One about my stepdad....a few months ago he got pretty hammered one weekend when we had a lot of people over...picked up a hand-knitted baby hat for Devlin, and ran around the house chasing our little dogs with it trying to put it on one. :haha: was funny.


----------



## megrenade

:rofl:

I was laughing really hard and farted ridiculously loud in front of OH :blush:

thank goodness my farts don't smell :haha:


----------



## Ayannaplus1

Oooohhh I love these!!!!

Yesterday I was with FOB and we were talking outside in the car I got real sick and had to run out of the car I ran to the side and just spilled my guts FOB got out of the car to check on me for some reason the harder I threw up I would let out the weirdest sounding farts they were like high pitched lol and it kept happening I felt so sick but couldn't help but laugh so hard which made it way worse they just kept coming the look on FOB's face was priceless lol


----------



## 17thy

I fart in front of Dh all the time. I could fart right on him and he wouldn't bat an eye lmao.

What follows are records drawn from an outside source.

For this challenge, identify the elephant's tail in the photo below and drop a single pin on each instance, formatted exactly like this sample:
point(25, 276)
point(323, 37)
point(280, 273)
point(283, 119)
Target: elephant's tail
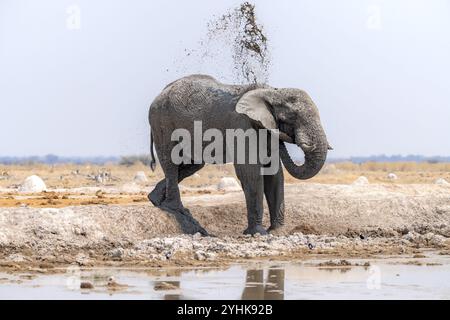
point(152, 155)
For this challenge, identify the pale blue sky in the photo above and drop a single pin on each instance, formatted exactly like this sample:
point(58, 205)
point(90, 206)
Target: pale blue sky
point(379, 71)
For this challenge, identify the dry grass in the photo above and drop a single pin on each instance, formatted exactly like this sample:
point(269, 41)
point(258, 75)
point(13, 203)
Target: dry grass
point(70, 176)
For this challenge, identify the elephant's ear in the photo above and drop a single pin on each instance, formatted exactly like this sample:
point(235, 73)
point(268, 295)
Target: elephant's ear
point(253, 105)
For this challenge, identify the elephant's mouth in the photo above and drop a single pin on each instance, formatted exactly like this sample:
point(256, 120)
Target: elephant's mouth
point(315, 156)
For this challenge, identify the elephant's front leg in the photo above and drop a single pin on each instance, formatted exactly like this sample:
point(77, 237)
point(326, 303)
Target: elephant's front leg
point(274, 192)
point(253, 185)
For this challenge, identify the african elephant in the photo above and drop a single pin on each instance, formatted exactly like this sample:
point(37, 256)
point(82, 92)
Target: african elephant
point(222, 106)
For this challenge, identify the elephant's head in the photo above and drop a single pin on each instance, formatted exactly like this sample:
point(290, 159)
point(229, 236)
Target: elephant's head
point(296, 116)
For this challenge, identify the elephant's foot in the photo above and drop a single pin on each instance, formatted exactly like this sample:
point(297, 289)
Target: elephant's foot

Anyway... I don't remember how far along I was, probably around 7.5 months pregnant. I NEEDED a KFC bowl from KFC. Just ... needed it. The nearest KFC was a 30 minute drive but I didn't care, we drove all the way up there. Only to be told "we don't make those anymore" (LIES ALL OF THE OTHER KFC's DID AND *STILL DO* MAKE THEM EXCEPT THIS ONE). I said "You can't just mix some of the ingredients together in a bowl for me?" (It was mashed potatoes, popcorn chicken, corn, and gravy, all of which they have). And she said "No, sorry." I burst into tears. Right in front of everyone in the store and ran out to the car. 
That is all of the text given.